Холодный туман выползал из Мшары, как живое серое сукно, укутывая чахлые кривые березки и гнилые, сочащиеся ржавой водой кочки. Савелий шел, проваливаясь по щиколотку в ледяную жижу, и зубы его выбивали дробь не столько от сырости, сколько от глухого, давящего отчаяния. Дома осталась пустая кадушка, покрытая плесенью, и изможденная, круглая животом Настя, беззвучно плачущая у остывшей печи. Весь урожай, до последнего колоска, побило черным градом в самую макушку лета, словно кто-то проклял его полосу, пока соседские поля наливались золотом. Голод уже сидел на пороге его избы, скаля гнилые зубы, и Савелий решился на то, о чем в деревне боялись даже шептаться вслух при лучине.
Он шел к Вещей старухе, что жила на самом запятке Змеиного болота, там, где вода круглый год не замерзала, а смердела тухлым яйцом и старой кровью. Старики говорили, что она помнит еще те времена, когда креста над здешними лесами не стояло, а люд молился пням да валунам.
Вдруг туман впереди сгустился, приняв очертания приземистой, вросшей в мох избушки без окон. Дверь, обтянутая облезлой лосиной шкурой, приоткрылась сама собой, выдохнув в лицо Савелию густой дух сушеных трав, болотной гари и чего-то сладковато-мертвого. За порогом, на низком чурбаке, сидела она. В темноте её лицо казалось сотканым из древесной коры и глубоких морщин, а глаза блестели двумя желтыми каплями смолы. На коленях старуха держала веретено, на которое наматывала грубую, серую, как мышиная шерсть, нить.
Савелий упал на колени прямо в грязную солому на полу, заикаясь и глотая слезы, вывалил перед ней свою беду: про сгнившую рожь, про голодную зиму, про то, что готов на все, лишь бы прогнать Лихо из своего двора. Старуха долго молчала, лишь веретено в её пальцах крутилось без шума, вытягивая бесконечную пряжу. Наконец она скрипуче рассмеялась, и звук этот напомнил треск ломающихся сухих сучьев.
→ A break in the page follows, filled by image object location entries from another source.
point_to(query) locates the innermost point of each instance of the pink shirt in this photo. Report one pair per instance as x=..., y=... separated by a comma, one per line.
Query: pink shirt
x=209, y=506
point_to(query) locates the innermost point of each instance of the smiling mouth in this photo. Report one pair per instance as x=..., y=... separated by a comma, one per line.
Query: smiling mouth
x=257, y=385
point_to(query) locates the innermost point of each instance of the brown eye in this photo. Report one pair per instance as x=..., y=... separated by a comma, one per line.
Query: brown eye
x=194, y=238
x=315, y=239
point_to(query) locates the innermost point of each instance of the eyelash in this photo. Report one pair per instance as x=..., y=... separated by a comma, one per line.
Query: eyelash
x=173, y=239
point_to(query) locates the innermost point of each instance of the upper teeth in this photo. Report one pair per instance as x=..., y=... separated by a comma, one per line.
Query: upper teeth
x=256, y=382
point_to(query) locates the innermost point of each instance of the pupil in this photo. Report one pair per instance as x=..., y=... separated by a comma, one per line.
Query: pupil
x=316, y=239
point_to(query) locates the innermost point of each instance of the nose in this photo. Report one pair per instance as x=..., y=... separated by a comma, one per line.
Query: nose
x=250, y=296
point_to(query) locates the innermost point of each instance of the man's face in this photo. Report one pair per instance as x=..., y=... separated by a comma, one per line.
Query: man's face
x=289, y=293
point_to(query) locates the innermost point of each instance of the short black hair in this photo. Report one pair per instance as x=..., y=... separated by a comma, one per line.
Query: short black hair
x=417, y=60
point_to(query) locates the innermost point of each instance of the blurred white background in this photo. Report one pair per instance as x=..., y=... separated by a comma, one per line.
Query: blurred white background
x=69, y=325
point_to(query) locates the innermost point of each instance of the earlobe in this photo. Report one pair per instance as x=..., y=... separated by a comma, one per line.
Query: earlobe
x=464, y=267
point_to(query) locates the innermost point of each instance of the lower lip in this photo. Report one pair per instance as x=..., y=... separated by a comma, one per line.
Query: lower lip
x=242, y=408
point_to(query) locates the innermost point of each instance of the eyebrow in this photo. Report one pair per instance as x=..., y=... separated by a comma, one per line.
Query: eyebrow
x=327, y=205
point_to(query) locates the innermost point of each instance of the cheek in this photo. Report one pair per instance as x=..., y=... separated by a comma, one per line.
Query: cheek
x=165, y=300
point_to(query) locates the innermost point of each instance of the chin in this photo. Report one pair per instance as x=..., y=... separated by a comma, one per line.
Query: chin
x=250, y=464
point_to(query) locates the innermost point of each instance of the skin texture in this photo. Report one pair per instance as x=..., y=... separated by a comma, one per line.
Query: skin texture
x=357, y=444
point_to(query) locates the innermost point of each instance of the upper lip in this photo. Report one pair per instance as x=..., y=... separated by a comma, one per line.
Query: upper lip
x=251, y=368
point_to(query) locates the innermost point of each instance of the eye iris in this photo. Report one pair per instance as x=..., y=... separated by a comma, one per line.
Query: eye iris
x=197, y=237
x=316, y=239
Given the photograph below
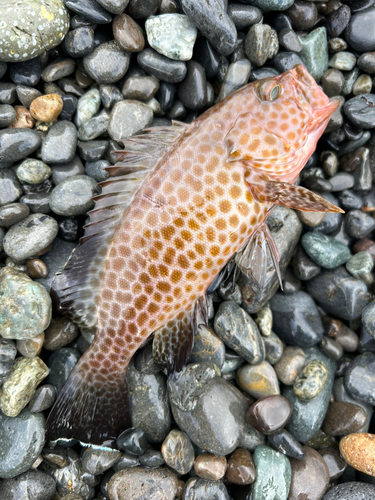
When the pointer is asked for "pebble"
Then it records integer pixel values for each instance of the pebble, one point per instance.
(212, 21)
(285, 443)
(241, 469)
(107, 63)
(26, 434)
(195, 397)
(32, 171)
(127, 118)
(273, 474)
(42, 399)
(310, 382)
(310, 476)
(141, 481)
(308, 416)
(269, 414)
(26, 305)
(343, 418)
(358, 33)
(172, 35)
(239, 332)
(161, 67)
(32, 39)
(73, 196)
(96, 461)
(127, 33)
(360, 110)
(358, 451)
(354, 490)
(20, 384)
(60, 144)
(359, 377)
(31, 347)
(258, 380)
(296, 319)
(31, 485)
(339, 293)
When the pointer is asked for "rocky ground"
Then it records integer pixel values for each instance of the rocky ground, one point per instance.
(277, 399)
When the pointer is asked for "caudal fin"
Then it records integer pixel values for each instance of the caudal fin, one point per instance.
(90, 408)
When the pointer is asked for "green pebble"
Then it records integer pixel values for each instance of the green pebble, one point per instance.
(311, 381)
(314, 53)
(360, 264)
(25, 306)
(32, 171)
(325, 250)
(274, 475)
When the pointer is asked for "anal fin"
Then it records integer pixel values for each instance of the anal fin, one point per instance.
(291, 196)
(173, 343)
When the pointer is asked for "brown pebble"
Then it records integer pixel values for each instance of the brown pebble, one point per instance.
(127, 33)
(343, 418)
(310, 476)
(36, 268)
(241, 469)
(269, 414)
(290, 364)
(46, 108)
(210, 467)
(23, 118)
(31, 347)
(358, 450)
(60, 333)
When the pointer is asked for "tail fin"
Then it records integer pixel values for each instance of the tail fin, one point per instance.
(91, 408)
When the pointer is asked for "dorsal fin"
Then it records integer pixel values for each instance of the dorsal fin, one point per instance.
(76, 287)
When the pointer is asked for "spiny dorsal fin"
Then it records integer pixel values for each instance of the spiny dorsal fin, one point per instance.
(75, 289)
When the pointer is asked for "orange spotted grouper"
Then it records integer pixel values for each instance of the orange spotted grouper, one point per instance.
(182, 201)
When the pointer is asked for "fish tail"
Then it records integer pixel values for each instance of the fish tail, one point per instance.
(92, 408)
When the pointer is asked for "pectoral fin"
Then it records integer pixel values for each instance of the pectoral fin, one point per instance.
(292, 196)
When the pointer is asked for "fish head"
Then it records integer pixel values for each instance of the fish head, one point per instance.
(286, 115)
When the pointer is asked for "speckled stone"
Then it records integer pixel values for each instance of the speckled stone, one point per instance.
(40, 27)
(358, 450)
(25, 305)
(172, 35)
(21, 441)
(23, 379)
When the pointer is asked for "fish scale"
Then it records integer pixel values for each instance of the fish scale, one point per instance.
(208, 193)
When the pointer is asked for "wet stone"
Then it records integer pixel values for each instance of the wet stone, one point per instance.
(343, 418)
(74, 196)
(213, 22)
(258, 380)
(241, 469)
(60, 144)
(269, 414)
(127, 118)
(273, 474)
(358, 451)
(339, 293)
(285, 443)
(130, 483)
(296, 319)
(33, 485)
(359, 378)
(42, 399)
(239, 332)
(310, 476)
(24, 433)
(107, 63)
(161, 67)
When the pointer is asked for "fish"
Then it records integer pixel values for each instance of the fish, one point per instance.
(180, 204)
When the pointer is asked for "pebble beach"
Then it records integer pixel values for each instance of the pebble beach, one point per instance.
(277, 399)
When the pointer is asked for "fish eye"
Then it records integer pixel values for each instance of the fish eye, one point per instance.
(269, 91)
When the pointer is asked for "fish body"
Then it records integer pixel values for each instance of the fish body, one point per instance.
(206, 198)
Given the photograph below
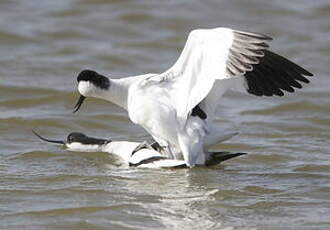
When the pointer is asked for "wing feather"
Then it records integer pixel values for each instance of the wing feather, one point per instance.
(221, 54)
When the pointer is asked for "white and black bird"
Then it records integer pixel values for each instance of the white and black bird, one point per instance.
(126, 151)
(177, 107)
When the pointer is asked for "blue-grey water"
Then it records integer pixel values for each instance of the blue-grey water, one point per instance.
(284, 181)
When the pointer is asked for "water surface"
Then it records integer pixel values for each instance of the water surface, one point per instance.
(283, 183)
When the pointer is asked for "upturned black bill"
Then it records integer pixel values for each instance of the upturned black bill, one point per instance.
(79, 103)
(48, 140)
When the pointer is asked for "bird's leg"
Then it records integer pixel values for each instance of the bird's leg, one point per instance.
(142, 145)
(156, 146)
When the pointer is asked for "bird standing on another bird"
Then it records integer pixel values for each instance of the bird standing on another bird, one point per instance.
(177, 107)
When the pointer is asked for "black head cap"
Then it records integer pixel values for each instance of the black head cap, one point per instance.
(97, 79)
(82, 138)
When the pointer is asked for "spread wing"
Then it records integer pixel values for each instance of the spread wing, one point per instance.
(224, 54)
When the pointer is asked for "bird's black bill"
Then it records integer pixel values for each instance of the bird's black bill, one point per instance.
(79, 103)
(48, 140)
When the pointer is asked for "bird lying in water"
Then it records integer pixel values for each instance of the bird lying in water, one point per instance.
(177, 107)
(126, 151)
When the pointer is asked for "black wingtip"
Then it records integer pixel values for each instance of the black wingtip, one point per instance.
(47, 140)
(218, 157)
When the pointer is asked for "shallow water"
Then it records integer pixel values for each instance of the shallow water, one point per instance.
(283, 183)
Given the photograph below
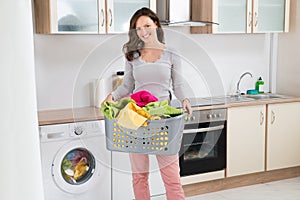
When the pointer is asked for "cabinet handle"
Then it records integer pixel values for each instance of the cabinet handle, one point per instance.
(262, 118)
(256, 19)
(272, 117)
(250, 19)
(110, 13)
(103, 19)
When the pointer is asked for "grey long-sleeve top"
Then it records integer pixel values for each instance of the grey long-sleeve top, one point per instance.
(159, 78)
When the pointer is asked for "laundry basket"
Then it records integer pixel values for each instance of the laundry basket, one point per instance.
(159, 137)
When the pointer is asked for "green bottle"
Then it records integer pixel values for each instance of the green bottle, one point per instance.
(259, 85)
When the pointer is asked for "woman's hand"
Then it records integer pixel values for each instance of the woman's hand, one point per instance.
(186, 106)
(109, 98)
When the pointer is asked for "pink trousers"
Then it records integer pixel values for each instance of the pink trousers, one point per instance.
(169, 170)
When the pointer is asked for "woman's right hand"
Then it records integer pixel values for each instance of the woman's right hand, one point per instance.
(109, 98)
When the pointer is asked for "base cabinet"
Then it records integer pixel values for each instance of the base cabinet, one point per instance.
(245, 140)
(283, 135)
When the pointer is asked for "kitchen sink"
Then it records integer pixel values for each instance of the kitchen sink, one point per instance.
(266, 96)
(237, 99)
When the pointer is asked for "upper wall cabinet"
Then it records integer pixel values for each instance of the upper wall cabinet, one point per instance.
(242, 16)
(86, 16)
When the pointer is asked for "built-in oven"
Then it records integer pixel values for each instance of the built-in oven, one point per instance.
(203, 147)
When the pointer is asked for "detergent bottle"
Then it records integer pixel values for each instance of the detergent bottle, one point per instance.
(259, 85)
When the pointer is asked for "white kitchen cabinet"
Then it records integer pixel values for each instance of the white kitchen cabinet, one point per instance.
(122, 181)
(283, 135)
(245, 140)
(251, 16)
(86, 16)
(243, 16)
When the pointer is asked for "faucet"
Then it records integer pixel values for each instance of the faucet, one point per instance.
(238, 92)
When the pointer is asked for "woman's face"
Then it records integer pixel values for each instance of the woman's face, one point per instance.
(146, 29)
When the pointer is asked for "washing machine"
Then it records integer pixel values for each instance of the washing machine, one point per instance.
(75, 162)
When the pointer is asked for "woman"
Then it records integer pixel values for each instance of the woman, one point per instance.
(153, 67)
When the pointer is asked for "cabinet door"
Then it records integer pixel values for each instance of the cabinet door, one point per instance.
(283, 136)
(269, 15)
(245, 140)
(119, 13)
(233, 16)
Она согласилась помочь и сказала, что заберет его бедность, вплетет его Лихо в эту самую шерстяную нить, завяжет узлом-наузом и утопит в самой глубокой трясине. Но ведьма потребовала плату. Она велела Савелию отдать ей то, чего он в собственном доме еще не знает, чего не видел и не считал. Ослепленный нуждой и страхом перед голодной смертью, крестьянин подумал о новорожденном теленке, которого должна была принести их старая корова, или о забытом мешке овса в амбаре. Он поспешно согласился, ударив по сухой, костлявой ладони старухи, измазанной черной болотной жижей. Ведьма страшно улыбнулась, обнажив острые, редкие зубы, и взмахнула костлявой рукой, выставляя Савелия за дверь.
Обратный путь показался ему мгновением. Ноги сами несли его по кочкам, а страх отступил, сменившись странной, хмельной легкостью. Когда он вышел к околице, солнце едва пробивалось сквозь серую пелену рассвета, и в этот момент над лесом звонко, надрывно закуковала кукушка. Звук этот показался Савелию дурным, режущим ухо, словно птица не годы считала, а оплакивала кого-то.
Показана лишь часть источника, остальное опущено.